Long term RMBS's IP will make them a winner. But it will be a while before RDRAM will make a penetration into the memory market.

Wes,
do you realize that rmbs probably collected a royalty on the sdram that your pc was originally equipped with as well as the rdram replacement that intc provided?

let that sink in for a moment.
rmbs collects royalties on RDRAM...but dram mfrs are also lining up to pay royalties to rmbs on SDRAM and DDRDRAM at an even higher rate.
uw



To: Wes Stevens who wrote (1319)12/14/2000 10:51:43 AM
From: visionthing  Respond to of 2293
 
Re: I am a proud owner of an Intel motherboard with RDRAM compliments of Intel's chipset screwup earlier this year. I saw no performance increase in what I did with the RDRAM. You look at benchmarks and they back this up - what a normal pc user does with their pc will not benefit from RDRAM.

The 820 chipset was the initial offering with RDRAM(with MTH), quite a mismatch, as the performance showed.
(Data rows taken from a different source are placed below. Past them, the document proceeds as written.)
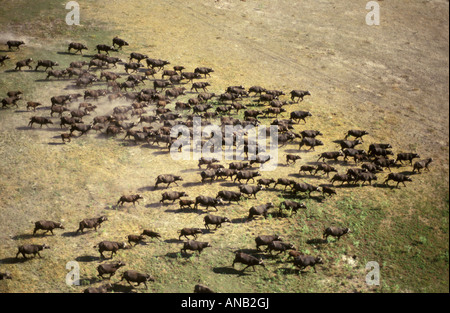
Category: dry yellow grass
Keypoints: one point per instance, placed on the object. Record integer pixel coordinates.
(390, 80)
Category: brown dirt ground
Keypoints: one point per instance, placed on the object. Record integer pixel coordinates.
(391, 80)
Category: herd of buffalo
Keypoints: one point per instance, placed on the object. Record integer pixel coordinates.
(144, 117)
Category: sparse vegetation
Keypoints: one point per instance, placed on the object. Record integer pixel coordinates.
(405, 230)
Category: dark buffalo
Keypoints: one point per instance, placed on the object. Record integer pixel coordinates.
(397, 177)
(47, 226)
(248, 260)
(31, 249)
(215, 220)
(172, 196)
(129, 198)
(335, 232)
(189, 232)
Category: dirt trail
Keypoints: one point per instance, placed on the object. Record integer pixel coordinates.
(391, 75)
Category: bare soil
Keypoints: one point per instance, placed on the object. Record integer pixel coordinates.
(391, 80)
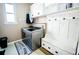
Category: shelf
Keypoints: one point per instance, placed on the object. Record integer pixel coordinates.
(67, 10)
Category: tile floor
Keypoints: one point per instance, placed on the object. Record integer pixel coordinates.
(11, 50)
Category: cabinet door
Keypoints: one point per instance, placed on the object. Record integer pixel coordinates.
(63, 29)
(53, 27)
(37, 9)
(73, 34)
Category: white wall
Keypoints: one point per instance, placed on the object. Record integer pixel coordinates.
(13, 31)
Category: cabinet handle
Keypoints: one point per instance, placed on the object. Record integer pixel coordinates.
(49, 20)
(56, 52)
(48, 47)
(55, 19)
(38, 13)
(73, 17)
(43, 44)
(64, 18)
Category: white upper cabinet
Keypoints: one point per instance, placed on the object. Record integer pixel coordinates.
(36, 9)
(41, 9)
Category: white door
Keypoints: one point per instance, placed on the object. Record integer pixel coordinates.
(73, 34)
(53, 27)
(63, 29)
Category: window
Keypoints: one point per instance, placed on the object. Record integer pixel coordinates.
(10, 13)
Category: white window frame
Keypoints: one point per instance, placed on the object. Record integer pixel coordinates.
(5, 13)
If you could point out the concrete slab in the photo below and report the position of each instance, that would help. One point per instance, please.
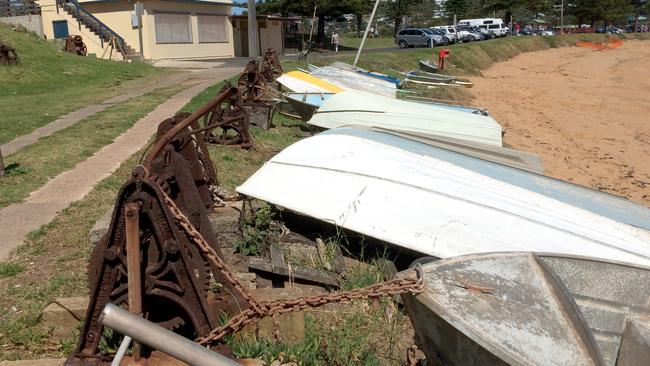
(40, 362)
(83, 113)
(64, 315)
(44, 204)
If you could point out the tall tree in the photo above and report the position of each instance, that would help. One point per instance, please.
(398, 10)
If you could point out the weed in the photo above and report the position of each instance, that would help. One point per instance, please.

That is why it is no longer available. The current iterations are much different. As todays PC users begin to use video and streaming media etc. The benefits will become clear going forward.



To: Wes Stevens who wrote (1319)12/14/2000 10:53:32 AM
From: tinkershaw  Respond to of 2293
 
Wes,

You saw no performance improvement because the P III literally crippled RDRAM and was a rushed to market interim chip meant to get RDRAM production rolling to insure sufficient supplies for the P IV.

If you look at the P IV, and particularly software optimized to take advantage of the P IV performance benchmarks are coming out which are singing the praise of RDRAM, which just weeks earlier actually put devil faces next to RDRAM.

Rambus is the most difficult company you will ever follow. Which is what makes it so rewarding because the truth is as complex as the technology.

To put it in perspective, P IV, using optimized software will outperform the top of the line Athlon by nearly 2 to 1 on processor and memory intense applications. The P IV and its 400 mhz bus is crippled without RDRAM. DDR will not fully power the P IV - even if RMBS was not getting paid even more for DDR.

What will make RMBS successful is its control of high speed chip to chip interfaces. There seems to be more money in the chip controllers than in RDRAM or the entire DRAM market itself. Which is mind boggling.

But I am a RMBS partisan. I just suggest not limiting your DD to the P III, by doing so your looking at one tree and missing the entire forest going forward. No different than AVNX. Sure, we don't need all that bandwidth now, but what about 2 years from now. With RDRAM it is more like what about 3-6 months from now.